Across the two markets, some counters continue to make record highs. Interestingly, some of these stocks, I observed, are not weighed down when trade tensions escalated during the first half of 2018. Going forward, such stocks should continue to outperform the broader market. Amongst them, a number of these stocks are blue chip counters, with upstream oil majors and other producers logging the best performances.

Not exhaustively, these stocks include Hong Kong-listed PetroChina, Sinopec, China National Offshore Oil Corporation (CNOOC), and Singapore-listed Keppel Corp and Sembcorp Marine. Chinese infrastructure companies such as China Railway Group and China Railway Construction Corporation are also seeing their stocks being lifted, as investors speculate on an infrastructure stimulus package from the Chinese government.

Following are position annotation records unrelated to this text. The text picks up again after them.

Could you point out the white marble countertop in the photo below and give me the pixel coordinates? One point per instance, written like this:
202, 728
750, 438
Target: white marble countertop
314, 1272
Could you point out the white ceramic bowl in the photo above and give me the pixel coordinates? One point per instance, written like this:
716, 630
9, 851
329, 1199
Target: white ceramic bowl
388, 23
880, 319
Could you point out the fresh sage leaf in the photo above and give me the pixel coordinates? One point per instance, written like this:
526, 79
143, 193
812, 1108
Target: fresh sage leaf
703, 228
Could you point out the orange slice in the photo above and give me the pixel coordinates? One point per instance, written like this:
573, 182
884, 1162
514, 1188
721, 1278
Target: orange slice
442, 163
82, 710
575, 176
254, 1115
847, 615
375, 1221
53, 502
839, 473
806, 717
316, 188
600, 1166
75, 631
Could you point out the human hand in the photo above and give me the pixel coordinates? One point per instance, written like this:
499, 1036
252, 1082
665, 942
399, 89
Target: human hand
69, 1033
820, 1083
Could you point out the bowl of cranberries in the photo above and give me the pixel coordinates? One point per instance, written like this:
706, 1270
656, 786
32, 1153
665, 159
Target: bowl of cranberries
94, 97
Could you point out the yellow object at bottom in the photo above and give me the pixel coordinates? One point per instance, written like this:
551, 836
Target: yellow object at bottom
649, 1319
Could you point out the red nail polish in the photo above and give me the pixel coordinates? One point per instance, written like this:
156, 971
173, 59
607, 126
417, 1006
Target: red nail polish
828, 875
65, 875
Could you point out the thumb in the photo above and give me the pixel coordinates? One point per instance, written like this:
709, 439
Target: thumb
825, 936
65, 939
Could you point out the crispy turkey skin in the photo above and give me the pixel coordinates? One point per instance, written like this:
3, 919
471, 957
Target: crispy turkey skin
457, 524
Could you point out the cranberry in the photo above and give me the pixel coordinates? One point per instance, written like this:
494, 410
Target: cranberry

It seems that oil stocks are also seeing a sustained rally as oil prices continue to recover unabated. With US officially enacting its sanctions on Iranian oil, oil prices would still be on its upward trajectory.

On 26 September 2018, the US Federal Reserve hiked interest rates again, by the market expectation of 25 basis points. Initially, the news made little impact in the stock market but on the following day, stocks opened significantly higher only to slip back and to register mild gains at the close. This suggests that while the Fed’s interest rate policy would still affect the stock market, other elements influencing investors’ sentiments are also in play.

Previously, Trump had expressed his discontent that the Fed is causing the US Dollar to appreciate with its rate hike path. This makes US goods less competitive and hence undermines Trump’s capacity on the trade negotiation table. Fortunately, the market reacted well to the Fed’s latest interest rate hike while the US Dollar also remained stable.

This led me to believe the current environment is still healthy for property developers and mortgage companies. In the local market, Ho Bee Land’s stock surged when Chairman Chua Thian Poh reportedly announced his intention to step down as the President of Singapore Federation of Chinese Clan Associations. This seems to mean that Chua would have more time and energy to focus on Ho Bee Land’s businesses.